ガリア
「ちょっと待って! 私は無関係だ。北の砂漠地帯なんて、まっぴらごめん。私を色々と巻き込まないで欲しい」
パリノーは焦って必死な声で、我々に訴えた。
「ここまで助けたのならば、査察官として最後まで面倒を見ないと無責任だと思う。中途半端はいただけない。バイク用のガソリンを手に入れるか、私を南のオーミマイバラ市まで安全に送り届けるべきでしょう」
パリノーの言う事も、もっともだ。彼女はたまたま一緒になっただけで、危険な狩りに付き合わせるのは論外。廃墟のオーミナガハマ市に置いて行く訳にもいかないだろう。
スケさんが色々考えて説明した。
「ではガソリンのありそうな場所を探しましょう。市役所前のガソリンスタンドの跡地なんか有望よ、それでどうかしら。その後どうするか話し合いで決めましょう。

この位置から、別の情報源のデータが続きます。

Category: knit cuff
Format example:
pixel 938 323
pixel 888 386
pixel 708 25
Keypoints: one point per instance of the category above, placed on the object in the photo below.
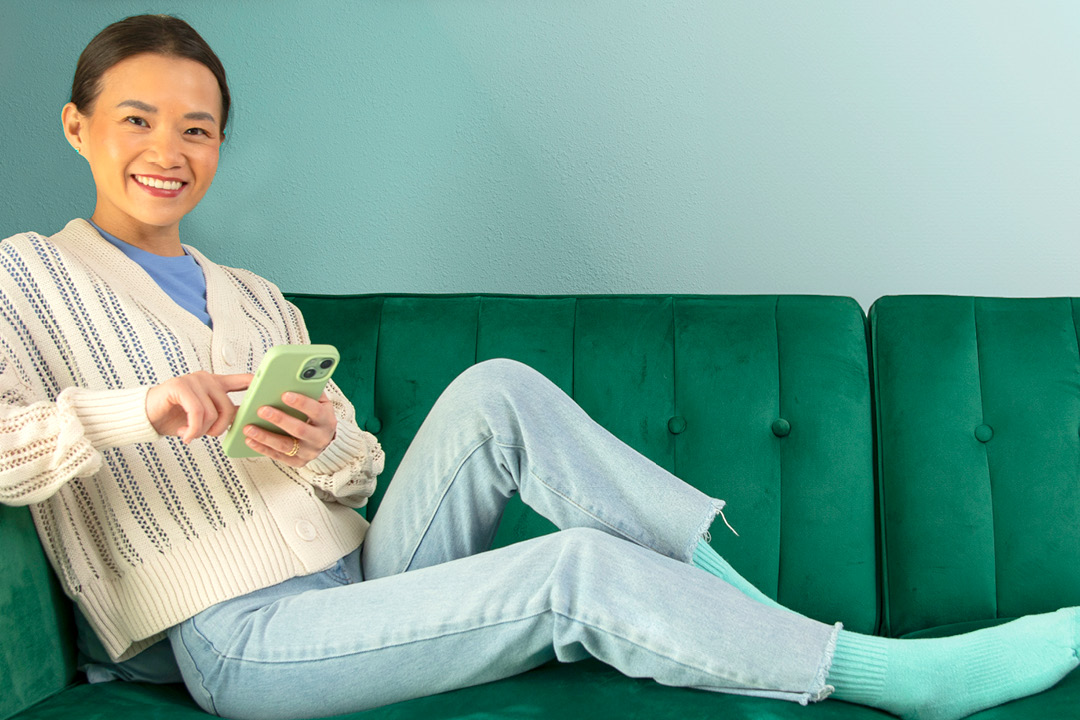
pixel 110 418
pixel 349 443
pixel 859 667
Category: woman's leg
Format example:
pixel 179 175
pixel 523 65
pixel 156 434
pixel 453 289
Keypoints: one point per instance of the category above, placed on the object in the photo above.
pixel 312 647
pixel 501 429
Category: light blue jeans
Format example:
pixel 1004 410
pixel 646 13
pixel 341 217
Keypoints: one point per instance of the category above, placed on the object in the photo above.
pixel 426 607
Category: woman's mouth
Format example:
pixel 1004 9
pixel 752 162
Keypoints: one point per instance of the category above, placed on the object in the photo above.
pixel 160 187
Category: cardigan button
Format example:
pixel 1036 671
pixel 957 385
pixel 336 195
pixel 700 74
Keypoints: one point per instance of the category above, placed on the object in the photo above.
pixel 228 354
pixel 781 428
pixel 676 424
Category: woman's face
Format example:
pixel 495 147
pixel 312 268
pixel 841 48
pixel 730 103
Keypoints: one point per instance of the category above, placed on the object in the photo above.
pixel 152 143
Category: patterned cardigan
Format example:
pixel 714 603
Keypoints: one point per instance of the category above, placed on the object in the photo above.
pixel 143 530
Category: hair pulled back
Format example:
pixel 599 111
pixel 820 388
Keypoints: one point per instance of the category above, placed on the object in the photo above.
pixel 162 35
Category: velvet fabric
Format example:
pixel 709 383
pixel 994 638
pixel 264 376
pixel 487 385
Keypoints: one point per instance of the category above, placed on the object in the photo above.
pixel 763 401
pixel 979 428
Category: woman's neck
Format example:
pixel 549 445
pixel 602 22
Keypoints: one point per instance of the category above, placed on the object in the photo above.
pixel 159 241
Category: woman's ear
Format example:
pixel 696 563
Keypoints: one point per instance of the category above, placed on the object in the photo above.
pixel 75 125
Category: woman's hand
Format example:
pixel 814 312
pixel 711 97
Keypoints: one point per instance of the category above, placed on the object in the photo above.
pixel 300 442
pixel 194 405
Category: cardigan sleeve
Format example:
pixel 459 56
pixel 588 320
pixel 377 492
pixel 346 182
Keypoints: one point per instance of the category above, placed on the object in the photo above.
pixel 346 471
pixel 44 444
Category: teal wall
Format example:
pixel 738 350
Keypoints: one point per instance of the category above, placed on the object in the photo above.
pixel 591 146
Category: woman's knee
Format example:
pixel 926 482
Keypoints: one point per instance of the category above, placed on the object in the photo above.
pixel 498 378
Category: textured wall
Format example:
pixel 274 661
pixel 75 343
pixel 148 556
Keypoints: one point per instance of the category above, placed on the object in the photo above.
pixel 563 146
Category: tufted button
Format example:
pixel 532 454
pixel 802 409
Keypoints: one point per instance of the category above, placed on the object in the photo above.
pixel 781 428
pixel 306 531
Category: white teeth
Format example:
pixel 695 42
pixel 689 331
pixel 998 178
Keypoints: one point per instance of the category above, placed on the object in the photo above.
pixel 161 185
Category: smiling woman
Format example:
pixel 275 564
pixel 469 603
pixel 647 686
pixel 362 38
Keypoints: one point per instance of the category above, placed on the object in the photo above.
pixel 151 140
pixel 256 583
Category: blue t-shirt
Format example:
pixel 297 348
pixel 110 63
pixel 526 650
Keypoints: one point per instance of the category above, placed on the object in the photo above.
pixel 180 277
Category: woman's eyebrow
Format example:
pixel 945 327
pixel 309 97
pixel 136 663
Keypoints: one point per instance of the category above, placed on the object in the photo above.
pixel 138 105
pixel 143 107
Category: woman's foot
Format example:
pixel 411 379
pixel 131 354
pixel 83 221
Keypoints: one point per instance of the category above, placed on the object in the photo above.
pixel 950 678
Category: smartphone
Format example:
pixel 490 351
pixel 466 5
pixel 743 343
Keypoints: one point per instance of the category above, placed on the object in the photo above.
pixel 301 369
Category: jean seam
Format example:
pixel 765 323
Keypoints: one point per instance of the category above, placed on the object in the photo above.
pixel 442 498
pixel 202 676
pixel 382 647
pixel 615 530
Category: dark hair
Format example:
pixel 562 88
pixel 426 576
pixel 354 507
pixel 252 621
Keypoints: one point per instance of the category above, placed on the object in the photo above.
pixel 163 35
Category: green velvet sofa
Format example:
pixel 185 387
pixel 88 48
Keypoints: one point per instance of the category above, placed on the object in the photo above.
pixel 912 473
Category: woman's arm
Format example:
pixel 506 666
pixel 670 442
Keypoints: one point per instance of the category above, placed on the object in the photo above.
pixel 44 444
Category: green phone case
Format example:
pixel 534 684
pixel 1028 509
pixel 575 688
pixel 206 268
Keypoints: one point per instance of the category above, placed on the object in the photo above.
pixel 301 369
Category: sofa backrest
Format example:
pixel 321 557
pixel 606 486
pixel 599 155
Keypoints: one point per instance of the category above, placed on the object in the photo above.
pixel 37 641
pixel 979 426
pixel 761 401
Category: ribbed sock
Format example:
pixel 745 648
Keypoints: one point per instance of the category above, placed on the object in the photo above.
pixel 949 678
pixel 711 561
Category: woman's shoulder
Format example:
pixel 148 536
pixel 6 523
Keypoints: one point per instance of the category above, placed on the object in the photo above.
pixel 38 242
pixel 240 277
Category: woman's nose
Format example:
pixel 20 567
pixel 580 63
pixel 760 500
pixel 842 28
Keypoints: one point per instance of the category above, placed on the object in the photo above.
pixel 165 149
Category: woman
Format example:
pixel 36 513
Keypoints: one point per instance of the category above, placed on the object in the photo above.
pixel 256 581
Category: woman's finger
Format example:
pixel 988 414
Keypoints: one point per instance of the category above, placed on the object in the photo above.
pixel 277 447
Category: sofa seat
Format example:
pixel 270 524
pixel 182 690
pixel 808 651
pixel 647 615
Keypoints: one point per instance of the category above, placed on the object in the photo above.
pixel 586 690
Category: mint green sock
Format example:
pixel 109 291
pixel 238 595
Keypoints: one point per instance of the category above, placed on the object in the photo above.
pixel 710 560
pixel 949 678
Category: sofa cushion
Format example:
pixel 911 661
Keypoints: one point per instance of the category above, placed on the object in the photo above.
pixel 979 428
pixel 37 641
pixel 579 690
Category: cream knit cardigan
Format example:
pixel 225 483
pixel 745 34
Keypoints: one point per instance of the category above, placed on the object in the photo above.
pixel 143 530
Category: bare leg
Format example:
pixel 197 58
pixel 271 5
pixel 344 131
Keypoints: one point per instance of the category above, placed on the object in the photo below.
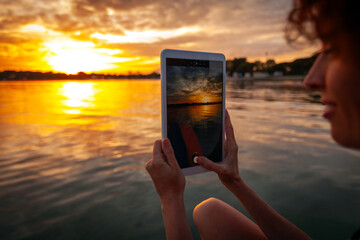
pixel 218 220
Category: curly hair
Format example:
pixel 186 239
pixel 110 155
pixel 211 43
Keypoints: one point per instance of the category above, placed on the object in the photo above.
pixel 323 19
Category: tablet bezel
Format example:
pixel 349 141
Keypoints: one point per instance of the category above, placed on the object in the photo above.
pixel 191 55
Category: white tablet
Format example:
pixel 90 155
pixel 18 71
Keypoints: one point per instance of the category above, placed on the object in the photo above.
pixel 193 104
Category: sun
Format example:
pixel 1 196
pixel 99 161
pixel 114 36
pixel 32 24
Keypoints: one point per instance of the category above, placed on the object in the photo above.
pixel 206 99
pixel 70 56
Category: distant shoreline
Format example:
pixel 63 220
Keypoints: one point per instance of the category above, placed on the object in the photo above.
pixel 39 76
pixel 193 104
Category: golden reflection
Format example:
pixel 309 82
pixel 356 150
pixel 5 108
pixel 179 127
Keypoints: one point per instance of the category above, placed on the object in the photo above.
pixel 203 112
pixel 79 95
pixel 101 104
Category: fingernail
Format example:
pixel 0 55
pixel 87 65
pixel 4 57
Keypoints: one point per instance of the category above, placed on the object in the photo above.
pixel 166 142
pixel 200 158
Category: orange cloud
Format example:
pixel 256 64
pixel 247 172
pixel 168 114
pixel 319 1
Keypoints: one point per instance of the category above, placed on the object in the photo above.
pixel 121 36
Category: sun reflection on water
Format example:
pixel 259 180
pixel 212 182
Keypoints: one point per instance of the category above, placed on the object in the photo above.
pixel 79 96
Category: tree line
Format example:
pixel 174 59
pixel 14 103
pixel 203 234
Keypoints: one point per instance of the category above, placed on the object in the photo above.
pixel 297 67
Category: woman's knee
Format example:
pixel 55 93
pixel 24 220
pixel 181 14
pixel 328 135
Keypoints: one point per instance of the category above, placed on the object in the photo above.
pixel 206 209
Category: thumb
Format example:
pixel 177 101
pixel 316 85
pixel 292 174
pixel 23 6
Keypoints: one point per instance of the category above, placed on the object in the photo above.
pixel 208 164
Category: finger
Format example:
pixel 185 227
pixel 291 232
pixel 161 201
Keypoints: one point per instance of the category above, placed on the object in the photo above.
pixel 168 151
pixel 208 164
pixel 229 131
pixel 157 150
pixel 148 166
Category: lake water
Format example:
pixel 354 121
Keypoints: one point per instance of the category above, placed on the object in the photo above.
pixel 72 156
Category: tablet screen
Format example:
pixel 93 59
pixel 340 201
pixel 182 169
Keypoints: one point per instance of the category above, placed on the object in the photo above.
pixel 194 98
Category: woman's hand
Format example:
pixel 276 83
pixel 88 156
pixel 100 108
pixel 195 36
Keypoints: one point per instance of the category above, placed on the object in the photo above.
pixel 165 172
pixel 228 170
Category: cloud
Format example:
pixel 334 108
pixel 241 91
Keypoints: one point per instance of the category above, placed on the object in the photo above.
pixel 142 28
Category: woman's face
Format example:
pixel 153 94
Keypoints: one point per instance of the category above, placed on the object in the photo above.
pixel 337 76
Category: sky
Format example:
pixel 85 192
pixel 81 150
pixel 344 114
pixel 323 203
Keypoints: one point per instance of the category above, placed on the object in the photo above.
pixel 127 36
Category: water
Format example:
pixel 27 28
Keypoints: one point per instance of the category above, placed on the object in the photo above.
pixel 72 158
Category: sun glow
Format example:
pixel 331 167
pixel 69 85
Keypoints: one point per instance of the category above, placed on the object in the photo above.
pixel 72 56
pixel 206 99
pixel 149 36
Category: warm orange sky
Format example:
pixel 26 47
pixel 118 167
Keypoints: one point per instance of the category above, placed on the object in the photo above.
pixel 118 36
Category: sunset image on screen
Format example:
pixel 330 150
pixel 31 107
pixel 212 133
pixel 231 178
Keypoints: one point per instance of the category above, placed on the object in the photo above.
pixel 194 93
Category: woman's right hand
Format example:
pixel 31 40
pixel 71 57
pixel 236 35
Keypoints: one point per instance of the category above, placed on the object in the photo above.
pixel 228 170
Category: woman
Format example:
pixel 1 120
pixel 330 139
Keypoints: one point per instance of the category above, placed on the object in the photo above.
pixel 336 73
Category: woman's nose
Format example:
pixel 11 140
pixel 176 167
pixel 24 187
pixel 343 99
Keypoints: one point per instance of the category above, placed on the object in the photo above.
pixel 315 79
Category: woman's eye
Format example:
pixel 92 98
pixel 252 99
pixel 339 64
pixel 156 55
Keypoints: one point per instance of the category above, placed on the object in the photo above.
pixel 328 51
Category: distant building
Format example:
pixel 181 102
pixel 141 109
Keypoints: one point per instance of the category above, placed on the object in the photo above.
pixel 260 74
pixel 278 74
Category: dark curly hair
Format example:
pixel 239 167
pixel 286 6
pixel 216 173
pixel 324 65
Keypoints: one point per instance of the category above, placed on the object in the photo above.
pixel 324 20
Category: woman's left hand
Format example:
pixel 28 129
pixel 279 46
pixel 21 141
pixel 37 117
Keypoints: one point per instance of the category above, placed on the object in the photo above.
pixel 165 172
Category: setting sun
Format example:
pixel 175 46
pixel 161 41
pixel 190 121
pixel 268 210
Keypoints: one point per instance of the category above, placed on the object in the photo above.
pixel 206 99
pixel 71 56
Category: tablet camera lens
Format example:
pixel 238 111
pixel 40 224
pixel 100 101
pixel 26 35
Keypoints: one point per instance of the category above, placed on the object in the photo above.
pixel 195 157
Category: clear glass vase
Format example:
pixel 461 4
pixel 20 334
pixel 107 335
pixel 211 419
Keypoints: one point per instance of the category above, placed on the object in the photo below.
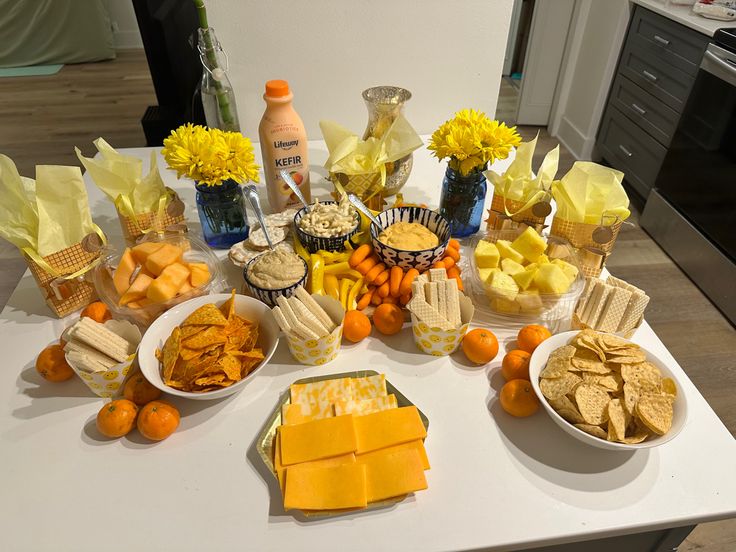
pixel 462 200
pixel 385 104
pixel 218 98
pixel 222 214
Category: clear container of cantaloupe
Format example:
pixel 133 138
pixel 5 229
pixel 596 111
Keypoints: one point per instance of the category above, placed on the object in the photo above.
pixel 145 280
pixel 524 277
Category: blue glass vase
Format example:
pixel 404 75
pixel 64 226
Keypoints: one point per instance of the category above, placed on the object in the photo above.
pixel 462 199
pixel 222 214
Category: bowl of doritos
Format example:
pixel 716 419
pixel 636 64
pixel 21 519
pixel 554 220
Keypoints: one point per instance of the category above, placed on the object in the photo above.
pixel 607 391
pixel 208 347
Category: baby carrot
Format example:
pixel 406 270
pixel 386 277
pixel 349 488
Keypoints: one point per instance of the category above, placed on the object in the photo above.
pixel 360 254
pixel 382 277
pixel 367 264
pixel 397 274
pixel 373 272
pixel 405 286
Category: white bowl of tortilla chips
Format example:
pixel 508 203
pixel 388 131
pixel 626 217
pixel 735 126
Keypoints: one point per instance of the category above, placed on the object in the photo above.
pixel 208 347
pixel 607 391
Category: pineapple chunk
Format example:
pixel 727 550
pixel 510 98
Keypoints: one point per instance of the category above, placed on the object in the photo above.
pixel 485 273
pixel 502 285
pixel 529 301
pixel 550 279
pixel 570 271
pixel 524 278
pixel 508 252
pixel 499 304
pixel 530 244
pixel 511 267
pixel 486 254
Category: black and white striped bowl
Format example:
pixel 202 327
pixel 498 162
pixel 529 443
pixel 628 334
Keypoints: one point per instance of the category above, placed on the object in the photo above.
pixel 315 243
pixel 423 259
pixel 269 296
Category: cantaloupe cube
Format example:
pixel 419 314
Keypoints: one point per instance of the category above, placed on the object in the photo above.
pixel 502 285
pixel 486 254
pixel 200 274
pixel 137 289
pixel 529 301
pixel 166 255
pixel 570 271
pixel 511 267
pixel 524 278
pixel 168 283
pixel 550 279
pixel 499 304
pixel 530 244
pixel 122 274
pixel 143 250
pixel 508 252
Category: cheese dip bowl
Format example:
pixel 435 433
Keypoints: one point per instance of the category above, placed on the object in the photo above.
pixel 326 226
pixel 420 259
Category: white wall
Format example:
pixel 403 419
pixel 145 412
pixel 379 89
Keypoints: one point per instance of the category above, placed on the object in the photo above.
pixel 449 54
pixel 594 45
pixel 125 27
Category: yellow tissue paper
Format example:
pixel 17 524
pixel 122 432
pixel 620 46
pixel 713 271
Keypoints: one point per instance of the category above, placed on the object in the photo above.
pixel 592 194
pixel 518 183
pixel 351 155
pixel 46 215
pixel 121 178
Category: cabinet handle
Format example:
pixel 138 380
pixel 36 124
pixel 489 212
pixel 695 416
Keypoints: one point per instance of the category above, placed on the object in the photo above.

あなたが言う通りオーミマイバラ市まで行けば、KR線の列車が通っているので、安全に各コロニー都市まで帰れるはずよ」
バイクを三人がかりでスタリオンに括り付けた後、市役所跡に向けて瓦礫の道を縫うように走らせた。
……陽が落ちていたらヤバかったね、パリノーさん。
ガソリンスタンドを目指して元オーミナガハマ市役所前まで来た時、前方に何かが積み上げられていた。ポンコツ車数台、洗濯機、机、建材などのゴミが誰かによってうず高く集められ、道路を占有していたのだ。アディーがナビゲーションをしてくれていたが、手元の携帯端末と見比べて首を傾げた。
「ちょっと迂回して行きましょうか……」
スピードを落とした時、割れたアスファルトの隙間に設置されていた手製の地雷が爆発した。
「きゃあああああああ!」
凄まじい爆音と煙とともに車体が衝撃で揺れたが、無論スタリオン高機動車はビクともしない。シュレムが後部ドアを開けて飛び出そうとしたが、すんでの所で制止した。
「今は出るんじゃない!」
スタリオンの装甲シャッターを全周閉じて防御態勢に入った。
「何なの? 何が起こったのよ~」
座席から落っこちたパリノーが僕の首に両腕を巻きつける。ぐえ、今はちょっと止めてくれよ。
外部視察モニターで周囲の状況を把握する。まだ爆発の煙や塵が舞い上がって何も見えなかった。